Anyway, here’s how it works. You have your own armoured train, which isn’t alive, but which lets you ride around the small island on a series of interconnected railway tracks. This is your base of operations as you travel between a handful of optional NPCs and four main-quest NPCs. In very short order you learn that this accursed island is home to Charles, a maniacal arachnid train who appears every five to ten minutes to get you.
At first, Charles gets you every time. Your train has a gun mounted on the back, which you can use to shave millimetres off the monster’s health bar as he chases you up and down the tracks. The gun overheats quickly enough that firing rounds into the horrible train-creature’s grinning face is slightly less fun than just giving up and succumbing to his murderous embrace. Dying robs you of a couple of pieces of scrap — the currency of the game found littered all over the place — but otherwise no progress is lost.
As you proceed from NPC to NPC you can earn enough scrap to level up your train’s health, speed and attack damage, though upgrading your train has a barely discernible effect on your encounters with Charles, which by this stage are rapidly becoming less frightening and more irritating, like being hounded by a territorial chihuahua.
On foot you stand a better chance of survival, as the enormous spider-train is unable to cope with navigating its way around such obstacles as small piles of bricks and front porches. Watching Charles flailing around outside of a shack, he suddenly seems pathetic and small, his wretched legs glitching through walls, his rictus grin and plate-sized eyes looking increasingly like this foul creature is hiding some deep, underlying sadness. Pity Charles, the spider train cursed with just enough artificial intelligence to want to murder you, but not enough to be able to walk up a step.

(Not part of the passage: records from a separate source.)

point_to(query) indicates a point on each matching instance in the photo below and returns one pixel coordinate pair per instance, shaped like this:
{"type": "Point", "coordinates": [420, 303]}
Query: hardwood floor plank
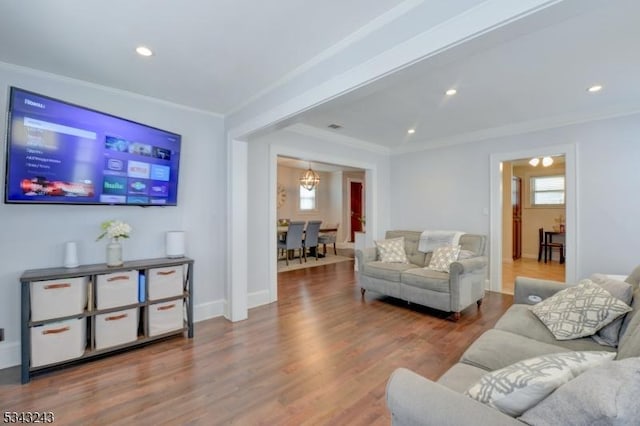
{"type": "Point", "coordinates": [321, 355]}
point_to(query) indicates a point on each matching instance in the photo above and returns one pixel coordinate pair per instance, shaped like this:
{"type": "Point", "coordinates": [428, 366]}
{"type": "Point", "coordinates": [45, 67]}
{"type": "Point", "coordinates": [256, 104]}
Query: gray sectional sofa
{"type": "Point", "coordinates": [518, 335]}
{"type": "Point", "coordinates": [452, 292]}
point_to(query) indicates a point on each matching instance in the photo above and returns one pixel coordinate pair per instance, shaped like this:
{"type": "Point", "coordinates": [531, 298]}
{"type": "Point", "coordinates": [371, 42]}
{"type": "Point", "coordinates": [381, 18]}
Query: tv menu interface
{"type": "Point", "coordinates": [63, 153]}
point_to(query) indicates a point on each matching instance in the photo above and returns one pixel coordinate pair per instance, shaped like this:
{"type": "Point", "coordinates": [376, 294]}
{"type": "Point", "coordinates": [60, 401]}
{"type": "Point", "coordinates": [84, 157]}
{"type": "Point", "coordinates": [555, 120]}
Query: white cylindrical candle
{"type": "Point", "coordinates": [71, 254]}
{"type": "Point", "coordinates": [175, 243]}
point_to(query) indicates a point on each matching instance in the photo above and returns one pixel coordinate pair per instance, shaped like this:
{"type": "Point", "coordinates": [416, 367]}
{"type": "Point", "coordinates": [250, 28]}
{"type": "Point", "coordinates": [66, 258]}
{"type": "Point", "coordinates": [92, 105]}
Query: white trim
{"type": "Point", "coordinates": [205, 311]}
{"type": "Point", "coordinates": [237, 238]}
{"type": "Point", "coordinates": [495, 228]}
{"type": "Point", "coordinates": [514, 129]}
{"type": "Point", "coordinates": [259, 298]}
{"type": "Point", "coordinates": [307, 130]}
{"type": "Point", "coordinates": [10, 354]}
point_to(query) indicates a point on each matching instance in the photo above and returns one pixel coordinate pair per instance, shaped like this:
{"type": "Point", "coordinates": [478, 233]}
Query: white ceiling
{"type": "Point", "coordinates": [212, 55]}
{"type": "Point", "coordinates": [534, 76]}
{"type": "Point", "coordinates": [218, 55]}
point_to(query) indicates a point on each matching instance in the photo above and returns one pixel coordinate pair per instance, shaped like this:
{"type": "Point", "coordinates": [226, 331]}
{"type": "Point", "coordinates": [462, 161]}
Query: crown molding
{"type": "Point", "coordinates": [515, 129]}
{"type": "Point", "coordinates": [307, 130]}
{"type": "Point", "coordinates": [57, 77]}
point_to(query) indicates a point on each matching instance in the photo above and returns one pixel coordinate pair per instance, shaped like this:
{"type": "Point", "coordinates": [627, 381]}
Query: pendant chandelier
{"type": "Point", "coordinates": [546, 161]}
{"type": "Point", "coordinates": [309, 180]}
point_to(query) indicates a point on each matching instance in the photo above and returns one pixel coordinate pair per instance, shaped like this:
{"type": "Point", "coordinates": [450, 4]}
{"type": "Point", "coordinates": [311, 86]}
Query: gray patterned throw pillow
{"type": "Point", "coordinates": [443, 257]}
{"type": "Point", "coordinates": [579, 311]}
{"type": "Point", "coordinates": [520, 386]}
{"type": "Point", "coordinates": [392, 250]}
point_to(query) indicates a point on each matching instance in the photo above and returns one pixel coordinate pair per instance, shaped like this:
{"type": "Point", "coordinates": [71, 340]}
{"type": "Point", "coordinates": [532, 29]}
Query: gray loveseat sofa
{"type": "Point", "coordinates": [518, 335]}
{"type": "Point", "coordinates": [452, 292]}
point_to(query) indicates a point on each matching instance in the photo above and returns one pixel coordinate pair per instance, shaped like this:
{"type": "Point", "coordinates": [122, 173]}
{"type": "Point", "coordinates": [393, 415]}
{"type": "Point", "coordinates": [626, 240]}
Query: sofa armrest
{"type": "Point", "coordinates": [367, 254]}
{"type": "Point", "coordinates": [530, 291]}
{"type": "Point", "coordinates": [415, 400]}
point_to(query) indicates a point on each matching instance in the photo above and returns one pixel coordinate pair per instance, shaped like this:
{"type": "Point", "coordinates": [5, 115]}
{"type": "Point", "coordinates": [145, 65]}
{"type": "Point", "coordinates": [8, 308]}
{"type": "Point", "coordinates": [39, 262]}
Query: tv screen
{"type": "Point", "coordinates": [60, 153]}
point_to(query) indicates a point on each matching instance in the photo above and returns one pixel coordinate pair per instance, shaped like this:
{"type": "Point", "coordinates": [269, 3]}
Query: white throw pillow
{"type": "Point", "coordinates": [579, 311]}
{"type": "Point", "coordinates": [392, 250]}
{"type": "Point", "coordinates": [442, 258]}
{"type": "Point", "coordinates": [520, 386]}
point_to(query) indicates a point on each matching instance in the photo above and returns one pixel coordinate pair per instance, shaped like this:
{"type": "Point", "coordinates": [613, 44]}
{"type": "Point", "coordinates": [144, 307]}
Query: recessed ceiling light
{"type": "Point", "coordinates": [144, 51]}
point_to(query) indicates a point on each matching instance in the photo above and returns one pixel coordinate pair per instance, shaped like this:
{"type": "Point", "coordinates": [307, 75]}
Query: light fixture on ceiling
{"type": "Point", "coordinates": [309, 180]}
{"type": "Point", "coordinates": [144, 51]}
{"type": "Point", "coordinates": [546, 161]}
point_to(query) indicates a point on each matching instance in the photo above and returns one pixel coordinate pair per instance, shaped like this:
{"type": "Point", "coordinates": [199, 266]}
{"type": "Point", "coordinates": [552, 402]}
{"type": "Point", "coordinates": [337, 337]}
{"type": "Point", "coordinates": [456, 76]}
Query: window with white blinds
{"type": "Point", "coordinates": [547, 190]}
{"type": "Point", "coordinates": [307, 199]}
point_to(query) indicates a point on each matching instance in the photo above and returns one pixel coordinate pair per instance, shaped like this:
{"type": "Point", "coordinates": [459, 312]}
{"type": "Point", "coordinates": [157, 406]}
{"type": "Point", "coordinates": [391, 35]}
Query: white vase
{"type": "Point", "coordinates": [114, 253]}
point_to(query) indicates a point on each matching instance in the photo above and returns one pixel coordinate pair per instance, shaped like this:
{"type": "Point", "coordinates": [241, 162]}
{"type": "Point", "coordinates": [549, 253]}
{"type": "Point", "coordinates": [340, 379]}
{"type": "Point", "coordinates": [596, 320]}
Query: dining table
{"type": "Point", "coordinates": [548, 238]}
{"type": "Point", "coordinates": [282, 235]}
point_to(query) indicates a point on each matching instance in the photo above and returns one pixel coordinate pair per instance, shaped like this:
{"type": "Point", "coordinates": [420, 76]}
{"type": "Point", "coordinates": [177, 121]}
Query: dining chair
{"type": "Point", "coordinates": [328, 238]}
{"type": "Point", "coordinates": [548, 247]}
{"type": "Point", "coordinates": [293, 240]}
{"type": "Point", "coordinates": [311, 237]}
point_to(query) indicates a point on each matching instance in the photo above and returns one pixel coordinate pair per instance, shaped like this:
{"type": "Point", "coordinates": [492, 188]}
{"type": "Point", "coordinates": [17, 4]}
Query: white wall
{"type": "Point", "coordinates": [262, 174]}
{"type": "Point", "coordinates": [449, 188]}
{"type": "Point", "coordinates": [33, 236]}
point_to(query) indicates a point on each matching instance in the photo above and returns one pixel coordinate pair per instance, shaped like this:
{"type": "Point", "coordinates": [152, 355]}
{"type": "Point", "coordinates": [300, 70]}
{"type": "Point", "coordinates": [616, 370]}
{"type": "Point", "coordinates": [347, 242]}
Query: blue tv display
{"type": "Point", "coordinates": [60, 153]}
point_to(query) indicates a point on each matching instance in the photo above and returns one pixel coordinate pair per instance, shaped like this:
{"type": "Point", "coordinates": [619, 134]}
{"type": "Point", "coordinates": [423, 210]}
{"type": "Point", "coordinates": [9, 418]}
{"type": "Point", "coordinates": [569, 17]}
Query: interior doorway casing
{"type": "Point", "coordinates": [496, 189]}
{"type": "Point", "coordinates": [370, 196]}
{"type": "Point", "coordinates": [350, 207]}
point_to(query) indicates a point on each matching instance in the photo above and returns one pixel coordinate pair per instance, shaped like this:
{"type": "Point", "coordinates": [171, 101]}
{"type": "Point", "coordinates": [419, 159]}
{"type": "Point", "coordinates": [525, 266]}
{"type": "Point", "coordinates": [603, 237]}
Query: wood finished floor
{"type": "Point", "coordinates": [321, 355]}
{"type": "Point", "coordinates": [530, 268]}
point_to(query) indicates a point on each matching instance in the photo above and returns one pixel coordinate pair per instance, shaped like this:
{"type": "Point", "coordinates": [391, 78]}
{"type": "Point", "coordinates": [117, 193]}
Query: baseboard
{"type": "Point", "coordinates": [9, 354]}
{"type": "Point", "coordinates": [258, 298]}
{"type": "Point", "coordinates": [205, 311]}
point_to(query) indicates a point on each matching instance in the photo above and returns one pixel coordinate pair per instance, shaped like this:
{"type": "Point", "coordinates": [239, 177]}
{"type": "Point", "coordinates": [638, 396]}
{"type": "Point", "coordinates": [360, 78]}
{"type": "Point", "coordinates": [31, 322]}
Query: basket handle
{"type": "Point", "coordinates": [118, 278]}
{"type": "Point", "coordinates": [116, 317]}
{"type": "Point", "coordinates": [166, 307]}
{"type": "Point", "coordinates": [56, 330]}
{"type": "Point", "coordinates": [57, 286]}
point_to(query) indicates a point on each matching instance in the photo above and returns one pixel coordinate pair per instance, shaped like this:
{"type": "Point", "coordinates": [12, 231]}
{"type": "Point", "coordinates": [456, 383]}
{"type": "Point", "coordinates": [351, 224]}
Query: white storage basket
{"type": "Point", "coordinates": [58, 298]}
{"type": "Point", "coordinates": [58, 341]}
{"type": "Point", "coordinates": [117, 289]}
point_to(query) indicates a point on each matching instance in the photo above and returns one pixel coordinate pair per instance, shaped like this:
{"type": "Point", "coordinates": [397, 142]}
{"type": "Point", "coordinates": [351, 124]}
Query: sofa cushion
{"type": "Point", "coordinates": [520, 386]}
{"type": "Point", "coordinates": [461, 376]}
{"type": "Point", "coordinates": [426, 279]}
{"type": "Point", "coordinates": [392, 250]}
{"type": "Point", "coordinates": [579, 311]}
{"type": "Point", "coordinates": [607, 394]}
{"type": "Point", "coordinates": [496, 349]}
{"type": "Point", "coordinates": [411, 239]}
{"type": "Point", "coordinates": [442, 258]}
{"type": "Point", "coordinates": [610, 334]}
{"type": "Point", "coordinates": [518, 319]}
{"type": "Point", "coordinates": [385, 271]}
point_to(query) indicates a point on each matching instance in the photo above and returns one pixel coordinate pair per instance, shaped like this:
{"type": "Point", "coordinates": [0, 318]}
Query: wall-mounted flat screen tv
{"type": "Point", "coordinates": [60, 153]}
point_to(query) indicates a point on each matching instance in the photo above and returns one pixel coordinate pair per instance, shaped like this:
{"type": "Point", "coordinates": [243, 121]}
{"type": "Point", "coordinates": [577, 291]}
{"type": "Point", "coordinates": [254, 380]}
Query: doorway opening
{"type": "Point", "coordinates": [533, 207]}
{"type": "Point", "coordinates": [501, 183]}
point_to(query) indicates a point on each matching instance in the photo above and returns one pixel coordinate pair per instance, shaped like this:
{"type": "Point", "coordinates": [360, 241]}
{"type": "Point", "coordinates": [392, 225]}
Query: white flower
{"type": "Point", "coordinates": [114, 229]}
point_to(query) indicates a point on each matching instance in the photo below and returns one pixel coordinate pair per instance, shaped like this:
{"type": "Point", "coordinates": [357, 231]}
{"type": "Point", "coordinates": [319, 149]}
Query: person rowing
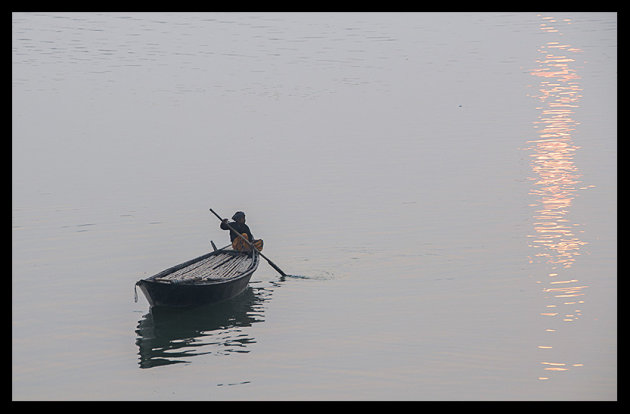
{"type": "Point", "coordinates": [243, 229]}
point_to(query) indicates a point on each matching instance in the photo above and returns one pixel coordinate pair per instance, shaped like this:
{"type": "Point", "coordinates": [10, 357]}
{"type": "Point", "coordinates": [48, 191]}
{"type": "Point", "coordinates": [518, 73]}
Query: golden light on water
{"type": "Point", "coordinates": [555, 239]}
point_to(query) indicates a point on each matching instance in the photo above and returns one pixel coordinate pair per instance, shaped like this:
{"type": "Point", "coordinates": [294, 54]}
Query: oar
{"type": "Point", "coordinates": [272, 264]}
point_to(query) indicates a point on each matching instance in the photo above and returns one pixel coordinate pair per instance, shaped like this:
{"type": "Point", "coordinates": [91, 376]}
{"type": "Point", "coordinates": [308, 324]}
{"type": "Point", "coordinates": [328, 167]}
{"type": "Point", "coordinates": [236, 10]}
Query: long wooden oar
{"type": "Point", "coordinates": [272, 264]}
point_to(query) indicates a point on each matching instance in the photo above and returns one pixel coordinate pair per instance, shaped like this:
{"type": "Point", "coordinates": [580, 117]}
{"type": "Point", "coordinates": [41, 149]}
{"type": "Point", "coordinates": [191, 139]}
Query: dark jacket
{"type": "Point", "coordinates": [240, 228]}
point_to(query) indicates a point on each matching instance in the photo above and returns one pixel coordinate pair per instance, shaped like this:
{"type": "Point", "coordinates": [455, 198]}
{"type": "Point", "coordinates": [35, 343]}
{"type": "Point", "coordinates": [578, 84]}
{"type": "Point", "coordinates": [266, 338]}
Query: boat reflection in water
{"type": "Point", "coordinates": [172, 336]}
{"type": "Point", "coordinates": [555, 185]}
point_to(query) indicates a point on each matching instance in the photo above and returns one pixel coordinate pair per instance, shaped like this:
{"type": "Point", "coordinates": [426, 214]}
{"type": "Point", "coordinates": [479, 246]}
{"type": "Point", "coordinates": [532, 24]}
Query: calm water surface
{"type": "Point", "coordinates": [441, 188]}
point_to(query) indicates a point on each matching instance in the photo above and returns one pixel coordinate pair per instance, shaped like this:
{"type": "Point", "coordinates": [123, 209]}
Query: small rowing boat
{"type": "Point", "coordinates": [213, 277]}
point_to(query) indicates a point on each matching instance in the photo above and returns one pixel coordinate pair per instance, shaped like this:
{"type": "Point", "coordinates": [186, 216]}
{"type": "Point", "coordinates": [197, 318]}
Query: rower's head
{"type": "Point", "coordinates": [239, 217]}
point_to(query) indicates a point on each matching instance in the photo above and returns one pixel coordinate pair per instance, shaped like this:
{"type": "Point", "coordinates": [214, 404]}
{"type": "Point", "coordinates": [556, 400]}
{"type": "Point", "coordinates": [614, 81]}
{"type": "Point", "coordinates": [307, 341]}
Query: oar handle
{"type": "Point", "coordinates": [272, 264]}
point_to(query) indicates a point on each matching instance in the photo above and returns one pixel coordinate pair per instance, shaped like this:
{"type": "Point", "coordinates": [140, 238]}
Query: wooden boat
{"type": "Point", "coordinates": [213, 277]}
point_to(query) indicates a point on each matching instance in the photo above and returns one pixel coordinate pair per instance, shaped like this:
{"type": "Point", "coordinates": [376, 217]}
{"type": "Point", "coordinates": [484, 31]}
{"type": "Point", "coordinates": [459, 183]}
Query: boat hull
{"type": "Point", "coordinates": [184, 295]}
{"type": "Point", "coordinates": [161, 293]}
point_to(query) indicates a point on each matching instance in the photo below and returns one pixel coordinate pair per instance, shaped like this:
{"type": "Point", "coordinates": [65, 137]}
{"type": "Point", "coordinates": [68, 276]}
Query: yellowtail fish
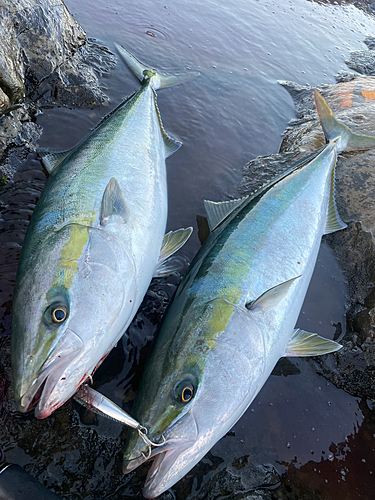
{"type": "Point", "coordinates": [95, 240]}
{"type": "Point", "coordinates": [235, 311]}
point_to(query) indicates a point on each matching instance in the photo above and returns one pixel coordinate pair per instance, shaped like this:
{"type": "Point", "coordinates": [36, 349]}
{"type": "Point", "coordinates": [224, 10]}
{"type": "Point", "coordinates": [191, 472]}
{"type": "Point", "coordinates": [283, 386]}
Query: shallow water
{"type": "Point", "coordinates": [235, 111]}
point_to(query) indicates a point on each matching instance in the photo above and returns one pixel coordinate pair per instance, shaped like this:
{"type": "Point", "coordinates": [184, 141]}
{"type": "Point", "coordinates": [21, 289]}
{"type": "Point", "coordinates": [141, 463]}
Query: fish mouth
{"type": "Point", "coordinates": [46, 393]}
{"type": "Point", "coordinates": [172, 460]}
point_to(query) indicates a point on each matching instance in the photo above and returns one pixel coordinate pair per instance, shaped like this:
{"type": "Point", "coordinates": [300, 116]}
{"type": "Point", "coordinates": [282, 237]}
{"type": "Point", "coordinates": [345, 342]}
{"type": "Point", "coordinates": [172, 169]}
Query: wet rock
{"type": "Point", "coordinates": [363, 61]}
{"type": "Point", "coordinates": [240, 481]}
{"type": "Point", "coordinates": [352, 100]}
{"type": "Point", "coordinates": [45, 58]}
{"type": "Point", "coordinates": [43, 50]}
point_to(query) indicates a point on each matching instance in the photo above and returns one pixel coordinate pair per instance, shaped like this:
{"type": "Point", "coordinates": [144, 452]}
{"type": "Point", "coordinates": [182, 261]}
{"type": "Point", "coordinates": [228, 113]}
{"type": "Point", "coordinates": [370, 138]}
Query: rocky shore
{"type": "Point", "coordinates": [66, 452]}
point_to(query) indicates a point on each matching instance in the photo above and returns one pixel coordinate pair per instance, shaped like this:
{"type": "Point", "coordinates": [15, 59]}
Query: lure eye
{"type": "Point", "coordinates": [56, 313]}
{"type": "Point", "coordinates": [187, 393]}
{"type": "Point", "coordinates": [184, 392]}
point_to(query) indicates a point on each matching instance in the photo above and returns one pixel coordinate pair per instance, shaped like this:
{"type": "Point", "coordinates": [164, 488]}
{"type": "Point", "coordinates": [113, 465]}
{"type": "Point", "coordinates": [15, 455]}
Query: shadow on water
{"type": "Point", "coordinates": [300, 425]}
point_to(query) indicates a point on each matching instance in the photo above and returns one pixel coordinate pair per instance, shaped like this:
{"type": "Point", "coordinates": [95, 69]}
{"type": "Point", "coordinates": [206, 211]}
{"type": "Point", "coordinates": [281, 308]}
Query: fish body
{"type": "Point", "coordinates": [91, 249]}
{"type": "Point", "coordinates": [234, 314]}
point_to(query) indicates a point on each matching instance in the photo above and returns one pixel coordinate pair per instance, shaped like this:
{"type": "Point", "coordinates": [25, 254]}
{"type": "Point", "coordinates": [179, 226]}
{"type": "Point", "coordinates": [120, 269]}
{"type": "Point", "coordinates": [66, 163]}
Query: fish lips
{"type": "Point", "coordinates": [43, 391]}
{"type": "Point", "coordinates": [166, 468]}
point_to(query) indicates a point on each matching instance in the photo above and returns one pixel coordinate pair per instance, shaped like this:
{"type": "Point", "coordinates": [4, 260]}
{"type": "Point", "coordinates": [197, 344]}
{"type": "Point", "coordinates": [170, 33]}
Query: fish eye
{"type": "Point", "coordinates": [56, 313]}
{"type": "Point", "coordinates": [184, 392]}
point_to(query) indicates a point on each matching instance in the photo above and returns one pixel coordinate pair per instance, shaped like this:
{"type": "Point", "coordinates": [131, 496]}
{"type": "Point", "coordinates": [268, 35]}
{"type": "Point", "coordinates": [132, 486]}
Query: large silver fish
{"type": "Point", "coordinates": [95, 240]}
{"type": "Point", "coordinates": [235, 312]}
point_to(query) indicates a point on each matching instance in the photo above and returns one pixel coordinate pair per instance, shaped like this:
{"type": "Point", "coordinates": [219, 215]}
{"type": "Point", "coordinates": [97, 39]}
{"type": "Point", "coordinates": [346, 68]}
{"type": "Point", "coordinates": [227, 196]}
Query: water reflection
{"type": "Point", "coordinates": [234, 112]}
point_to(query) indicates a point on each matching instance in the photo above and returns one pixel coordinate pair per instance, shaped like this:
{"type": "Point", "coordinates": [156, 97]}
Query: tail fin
{"type": "Point", "coordinates": [158, 80]}
{"type": "Point", "coordinates": [333, 129]}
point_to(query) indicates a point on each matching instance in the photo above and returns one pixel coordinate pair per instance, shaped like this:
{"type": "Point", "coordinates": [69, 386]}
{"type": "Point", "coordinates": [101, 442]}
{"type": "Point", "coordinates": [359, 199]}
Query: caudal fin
{"type": "Point", "coordinates": [333, 129]}
{"type": "Point", "coordinates": [158, 80]}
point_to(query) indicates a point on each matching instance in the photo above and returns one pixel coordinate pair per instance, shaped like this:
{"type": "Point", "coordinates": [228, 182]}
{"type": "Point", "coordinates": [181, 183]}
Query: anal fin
{"type": "Point", "coordinates": [172, 242]}
{"type": "Point", "coordinates": [113, 202]}
{"type": "Point", "coordinates": [334, 222]}
{"type": "Point", "coordinates": [218, 211]}
{"type": "Point", "coordinates": [304, 343]}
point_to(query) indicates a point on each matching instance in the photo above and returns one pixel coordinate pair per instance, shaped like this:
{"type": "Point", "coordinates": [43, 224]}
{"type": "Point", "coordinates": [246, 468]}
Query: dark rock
{"type": "Point", "coordinates": [241, 481]}
{"type": "Point", "coordinates": [43, 51]}
{"type": "Point", "coordinates": [45, 58]}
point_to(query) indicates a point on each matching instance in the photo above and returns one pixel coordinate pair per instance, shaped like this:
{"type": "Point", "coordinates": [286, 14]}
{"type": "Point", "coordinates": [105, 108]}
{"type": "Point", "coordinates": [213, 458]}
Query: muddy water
{"type": "Point", "coordinates": [302, 425]}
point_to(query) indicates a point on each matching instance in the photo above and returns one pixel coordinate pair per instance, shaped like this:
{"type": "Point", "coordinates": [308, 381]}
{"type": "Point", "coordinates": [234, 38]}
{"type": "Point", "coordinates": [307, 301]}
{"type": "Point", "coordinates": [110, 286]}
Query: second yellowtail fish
{"type": "Point", "coordinates": [235, 312]}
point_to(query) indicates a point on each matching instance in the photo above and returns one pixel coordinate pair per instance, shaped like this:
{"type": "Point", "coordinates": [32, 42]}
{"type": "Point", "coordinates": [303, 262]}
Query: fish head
{"type": "Point", "coordinates": [73, 296]}
{"type": "Point", "coordinates": [208, 377]}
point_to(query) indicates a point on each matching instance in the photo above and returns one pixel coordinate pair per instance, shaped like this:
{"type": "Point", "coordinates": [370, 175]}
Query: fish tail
{"type": "Point", "coordinates": [158, 80]}
{"type": "Point", "coordinates": [337, 131]}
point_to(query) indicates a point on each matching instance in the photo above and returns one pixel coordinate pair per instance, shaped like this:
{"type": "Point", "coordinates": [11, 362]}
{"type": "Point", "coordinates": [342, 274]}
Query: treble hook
{"type": "Point", "coordinates": [96, 402]}
{"type": "Point", "coordinates": [142, 431]}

Besides the big bad train, you occasionally face off against human enemies armed with guns, who jealously guard the island’s three macguffins: a set of glowing green eggs that, when placed in a temple in the centre of the island, will summon our boy Charles for a mortal showdown. You’re unarmed when outside of your train, and while the game suggests that it’s somehow possible to stealth past these human guards by leaning around corners and timing your approach, in practice these eagle-eyed enemies spot you way too easily.
Instead, grabbing the eggs is more readily achieved by sprinting past the guards like you’re a World Cup pitch invader, except instead of risking your life to stand up for LGBTQ rights, you’re cradling a hot, football-sized egg and booking it back to the little yellow train where you live (which, come to think of it, also gives off queer vibes).
A few hours is all it takes to scoop up the game’s main objectives, and not much longer to polish off the optional quests. These give you new weapons for your train and enough scrap to complete all three upgrades, which is effectively required to successfully duel Charles. These optional quests are limited in their scope and variety, and tend to boil down to fetching an object from a few hundred metres away, or a bit of tedious platforming. The voice acting and crude animation is adorably goofy, and the environments you’re tootling around in lack much detail or personality — the island is a kind of homogenous, sparse, muddy forest with very few points of interest to differentiate one part of the map from another.
There’s not a whole lot more to see or do in Choo-Choo Charles than what was shown in the fateful trailer that brought this goofy little one-man project kicking and screaming into the limelight. And shame on me and you for asking any more of its developer than just that. It’s a fun and original concept, stretched so thinly that it’s snapped back and pinged us in the eye. We deserve to be underwhelmed by it, and its creator should be lauded as a prodigy of the horror genre all the same.